But no consensus emerged about which indicators to use during a working dinner of the finance ministers and central bankers, a diplomatic source said.

China remained reluctant to agree to certain indicators under consideration, but there was no united front among emerging nations on the issue, said the source, who attended a working dinner.

"There is no consensus, but there is pressure from a majority for the adoption of a package of global indicators," said the source.

"There are three options: either the whole package is adopted, nothing is adopted, or try to reach a compromise along the lines of main and secondary indicators, or even those which enter into force immediately and others later."

A series of four indicators are under discussion.

Two measure imbalances within countries: the public deficit and debt, plus the level of private savings.

The other two measure external imbalances: the current account balance or trade balance, or foreign currency reserves or real exchange rates.

"China is reluctant, it prefers the trade balance to the current account balance," which is favoured by other countries, said the source.

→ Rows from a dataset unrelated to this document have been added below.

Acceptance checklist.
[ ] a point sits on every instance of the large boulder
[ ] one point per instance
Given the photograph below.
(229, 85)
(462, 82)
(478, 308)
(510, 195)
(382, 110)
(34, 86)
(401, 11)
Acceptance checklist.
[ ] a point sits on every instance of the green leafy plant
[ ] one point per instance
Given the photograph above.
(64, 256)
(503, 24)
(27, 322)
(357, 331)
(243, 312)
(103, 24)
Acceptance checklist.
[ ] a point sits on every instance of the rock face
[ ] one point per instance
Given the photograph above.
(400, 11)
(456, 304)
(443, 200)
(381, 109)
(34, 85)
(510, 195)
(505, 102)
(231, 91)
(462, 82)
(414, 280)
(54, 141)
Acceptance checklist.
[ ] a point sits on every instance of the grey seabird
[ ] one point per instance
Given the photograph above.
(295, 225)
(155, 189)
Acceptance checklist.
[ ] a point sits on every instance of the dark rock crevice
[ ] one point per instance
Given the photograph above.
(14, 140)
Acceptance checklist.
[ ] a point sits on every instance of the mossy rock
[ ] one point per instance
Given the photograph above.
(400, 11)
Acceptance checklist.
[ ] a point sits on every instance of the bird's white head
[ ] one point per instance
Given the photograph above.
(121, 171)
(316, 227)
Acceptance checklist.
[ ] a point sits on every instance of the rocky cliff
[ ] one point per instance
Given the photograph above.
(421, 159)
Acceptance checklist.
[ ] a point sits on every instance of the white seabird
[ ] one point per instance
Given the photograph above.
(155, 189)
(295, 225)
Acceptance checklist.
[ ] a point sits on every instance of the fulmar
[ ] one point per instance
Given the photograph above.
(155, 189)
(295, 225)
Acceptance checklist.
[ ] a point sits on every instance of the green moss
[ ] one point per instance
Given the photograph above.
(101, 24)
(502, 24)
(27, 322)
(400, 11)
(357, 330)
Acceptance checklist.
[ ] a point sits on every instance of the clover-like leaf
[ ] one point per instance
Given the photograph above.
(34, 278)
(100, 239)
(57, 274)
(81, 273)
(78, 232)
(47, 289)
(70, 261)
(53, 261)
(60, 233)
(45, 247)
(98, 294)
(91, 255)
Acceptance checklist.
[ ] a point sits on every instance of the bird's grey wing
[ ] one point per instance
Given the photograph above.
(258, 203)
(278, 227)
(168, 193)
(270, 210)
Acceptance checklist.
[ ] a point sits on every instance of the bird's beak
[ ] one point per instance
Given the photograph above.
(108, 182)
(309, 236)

China is traditionally hostile to currency indicators as it has accumulated huge foreign currency reserves and the yuan is not freely convertible.

China last year resisted a US proposal to stabilise current account balances by setting a four-percent cap on countries' deficits and surpluses.

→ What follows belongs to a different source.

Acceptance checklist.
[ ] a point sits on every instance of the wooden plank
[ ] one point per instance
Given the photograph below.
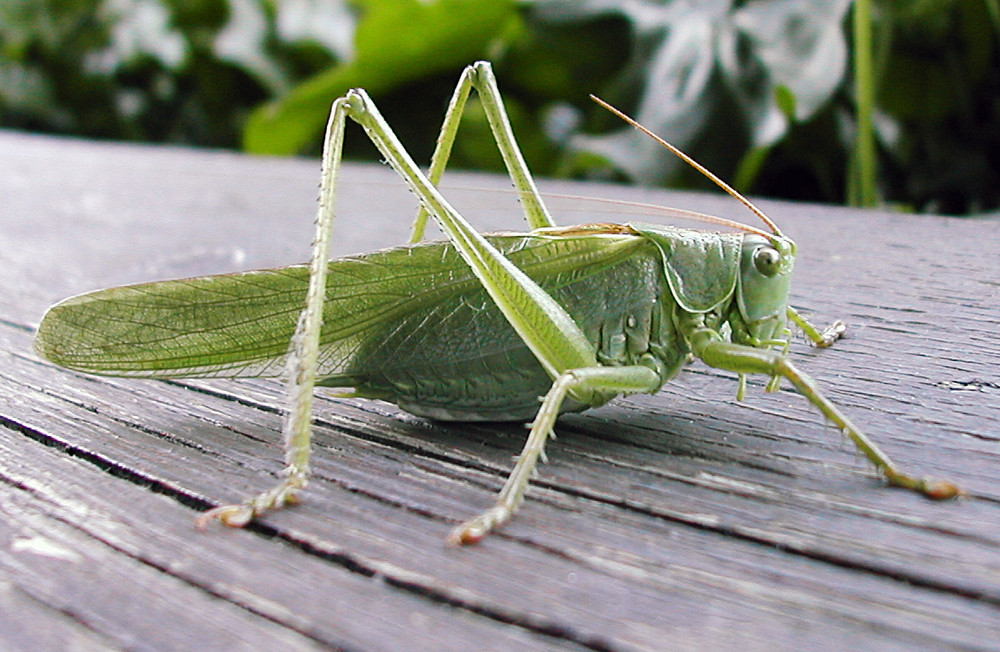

The United States and other Western powers accuse China of holding down its currency to boost Chinese exports. China denies any such manipulation, blaming the imbalance on structural problems in its trade partners' economies.

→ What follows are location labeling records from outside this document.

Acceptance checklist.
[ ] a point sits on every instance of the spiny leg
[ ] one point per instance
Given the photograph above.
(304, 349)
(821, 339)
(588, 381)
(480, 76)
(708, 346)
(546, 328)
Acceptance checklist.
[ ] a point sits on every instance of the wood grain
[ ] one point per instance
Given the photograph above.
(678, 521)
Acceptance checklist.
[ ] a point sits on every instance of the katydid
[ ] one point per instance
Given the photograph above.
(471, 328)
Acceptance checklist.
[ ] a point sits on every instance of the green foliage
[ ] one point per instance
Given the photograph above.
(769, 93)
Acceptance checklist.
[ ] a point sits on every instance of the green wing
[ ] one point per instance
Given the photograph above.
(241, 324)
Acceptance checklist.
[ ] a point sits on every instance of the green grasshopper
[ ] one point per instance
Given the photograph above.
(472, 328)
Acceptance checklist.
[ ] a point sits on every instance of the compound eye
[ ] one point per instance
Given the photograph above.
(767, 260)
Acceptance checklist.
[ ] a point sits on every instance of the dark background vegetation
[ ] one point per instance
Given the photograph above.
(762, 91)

But Sarkozy said Friday that China had accepted to host a seminar on exchange rate policy in its southern city of Shenzen at the end of next month.

There was no "emerging nations front" on the indicators, however, said the source.

"India and Indonesia were supportive of the entire list," as was Germany, which has also often been reluctant to support measures that would take aim at its huge trade surplus, said the source.

Speaking on behalf of the "BRICS" group of top emerging nations -- Brazil, Russia, India, China and South Africa -- Brazilian Finance Minister Guido Mantega said they prefer the trade balance to the current account balance as an indicator.

Sarkozy has vowed to reform the world monetary system and commodities markets during his year at the G20 helm, saying he aims to defend poor economies from currency and trade turbulence.

France and others have also talked of trying to curb the dollar's supremacy as the world currency of reference. The US delegation says it wants to focus more on the effect of volatility in capital flows between countries.